The proportions of isolates in each phylogenetic lineage were as follows: Euro-American, 64.2%; Indo-Oceanic, 15.4%; East-Asian, 13.5%; East-African/Indian, 4.3%. M. bovis isolates accounted for 1.6% of reported cases of TB. Seventy-two percent of reported case-patients with M. bovis isolates were non–US-born. M. africanum isolates were identified among 179 patients (0.5%), with 88.6% non–US-born. Among members with recent TB transmission events, 69.2% had TB isolates with Euro-American lineage; 14.9% had isolates with East-Asian lineage, 11.8% had isolates with Indo-Oceanic lineage, 2.3% had isolates of East-African/Indian lineage, 1.5% had M. bovis isolates, and 0.3% had M. africanum isolates.

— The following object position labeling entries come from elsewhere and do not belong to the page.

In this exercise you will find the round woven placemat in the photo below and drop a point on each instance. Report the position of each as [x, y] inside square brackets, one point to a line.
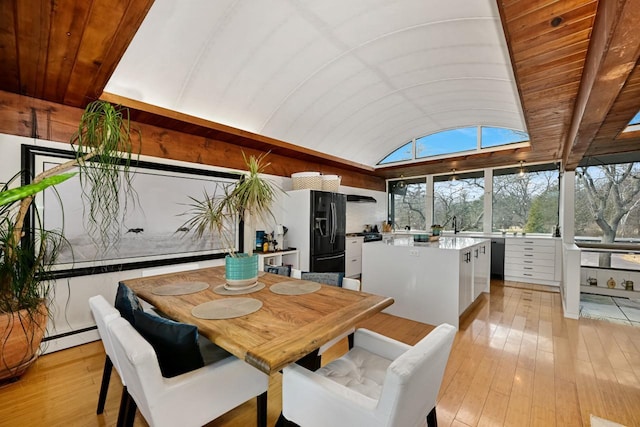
[227, 308]
[295, 287]
[222, 290]
[180, 288]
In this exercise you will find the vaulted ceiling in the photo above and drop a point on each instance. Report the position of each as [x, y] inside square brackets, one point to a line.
[344, 82]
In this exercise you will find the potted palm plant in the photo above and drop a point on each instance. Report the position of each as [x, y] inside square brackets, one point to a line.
[250, 199]
[103, 136]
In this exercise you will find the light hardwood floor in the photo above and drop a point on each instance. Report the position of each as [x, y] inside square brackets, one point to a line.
[516, 361]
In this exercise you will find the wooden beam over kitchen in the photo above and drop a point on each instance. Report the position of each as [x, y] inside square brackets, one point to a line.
[57, 122]
[614, 49]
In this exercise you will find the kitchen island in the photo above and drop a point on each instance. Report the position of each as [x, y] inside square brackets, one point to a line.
[431, 282]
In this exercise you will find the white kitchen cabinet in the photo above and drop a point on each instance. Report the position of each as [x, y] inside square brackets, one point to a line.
[353, 256]
[430, 282]
[465, 265]
[291, 258]
[534, 260]
[481, 269]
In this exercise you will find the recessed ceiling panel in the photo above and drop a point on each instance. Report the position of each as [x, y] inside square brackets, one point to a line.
[352, 79]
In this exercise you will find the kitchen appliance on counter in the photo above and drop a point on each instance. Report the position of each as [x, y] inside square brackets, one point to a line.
[317, 221]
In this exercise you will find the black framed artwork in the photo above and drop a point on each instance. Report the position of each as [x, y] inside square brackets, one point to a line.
[151, 222]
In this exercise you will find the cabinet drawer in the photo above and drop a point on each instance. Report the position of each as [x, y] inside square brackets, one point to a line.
[353, 266]
[542, 252]
[519, 269]
[353, 246]
[532, 259]
[530, 242]
[528, 276]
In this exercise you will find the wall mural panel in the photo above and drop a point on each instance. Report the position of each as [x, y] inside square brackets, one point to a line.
[151, 229]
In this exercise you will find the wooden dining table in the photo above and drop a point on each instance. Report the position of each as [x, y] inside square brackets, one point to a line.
[284, 330]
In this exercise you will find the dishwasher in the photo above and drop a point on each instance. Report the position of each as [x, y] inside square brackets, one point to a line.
[497, 258]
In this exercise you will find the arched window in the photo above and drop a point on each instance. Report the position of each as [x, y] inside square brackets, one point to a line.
[453, 141]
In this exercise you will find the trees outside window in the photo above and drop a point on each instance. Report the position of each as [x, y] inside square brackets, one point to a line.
[407, 204]
[462, 198]
[526, 200]
[607, 207]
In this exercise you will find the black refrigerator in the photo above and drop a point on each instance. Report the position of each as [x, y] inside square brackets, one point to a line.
[316, 221]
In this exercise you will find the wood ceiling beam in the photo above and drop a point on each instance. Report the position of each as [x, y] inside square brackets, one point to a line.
[198, 126]
[614, 49]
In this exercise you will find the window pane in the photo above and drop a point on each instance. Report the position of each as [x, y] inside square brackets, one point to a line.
[402, 153]
[462, 199]
[492, 137]
[607, 203]
[447, 142]
[407, 204]
[527, 202]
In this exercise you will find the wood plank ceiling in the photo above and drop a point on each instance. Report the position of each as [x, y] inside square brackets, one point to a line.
[64, 51]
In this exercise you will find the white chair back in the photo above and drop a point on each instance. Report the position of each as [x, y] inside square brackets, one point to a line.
[413, 380]
[190, 399]
[352, 284]
[104, 313]
[138, 364]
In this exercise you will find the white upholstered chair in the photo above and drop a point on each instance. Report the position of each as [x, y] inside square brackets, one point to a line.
[104, 313]
[190, 399]
[380, 382]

In our final adjusted model, the following odds ratios were noted for variables significantly associated with a higher odds of having a case attributed to putative recent TB transmission (Table 1): age (0–4 years of age: adjusted odds ratio [aOR] 3.1, 99% CI 1.4–6.8); black, non-Hispanic (aOR 2.4, 99% CI 2.2–2.7); Hispanic (aOR 1.7, 99% CI 1.5–2.0); Native Hawaiian/Pacific Islander (aOR 2.6, 99% CI 1.5–4.4); US-born (aOR 2.4, 99% CI 2.1–2.7); homeless persons (aOR 1.4, 99% CI 1.2–1.6); persons who abuse substances (aOR 1.4, 99% CI 1.3–1.7); East-Asian lineage (aOR 1.9, 99% CI 1.5–2.6); and Indo-Oceanic lineage (aOR 1.7, 99% CI 1.3–2.3).

Best-fit models to predict those with recent TB transmission were conducted for each of the 4 US geographic regions. Many of the main effects associated with recent TB transmission remained constant (US-born, substance abuse, homeless), although factors varied in both magnitude and risk factor across the United States (Table 2).

Ethnic disparities for recent TB transmission were found among black, non-Hispanic persons living in midwestern and southern states (aOR 2.1, 99% CI 1.7–2.6; aOR 3.6, 99% CI 1.5–8.6), whereas Hispanic persons had the highest odds among those living in northeastern (aOR 2.3, 99% CI 1.7–8.8) and western states (aOR 2.1, 99% CI 1.5–3.0).

Phylogenetic lineage also varied among the different regions. Euro-American lineage (aOR 2.2, 99%,CI 1.1–4.3) had the strongest association for recent transmission in the south, whereas the East-Asian lineage was most strongly associated with recent transmission in western (aOR 2.4, 99% CI 1.4–4.2) and northeastern states (aOR 2.0, 99% CI 1.1–3.6).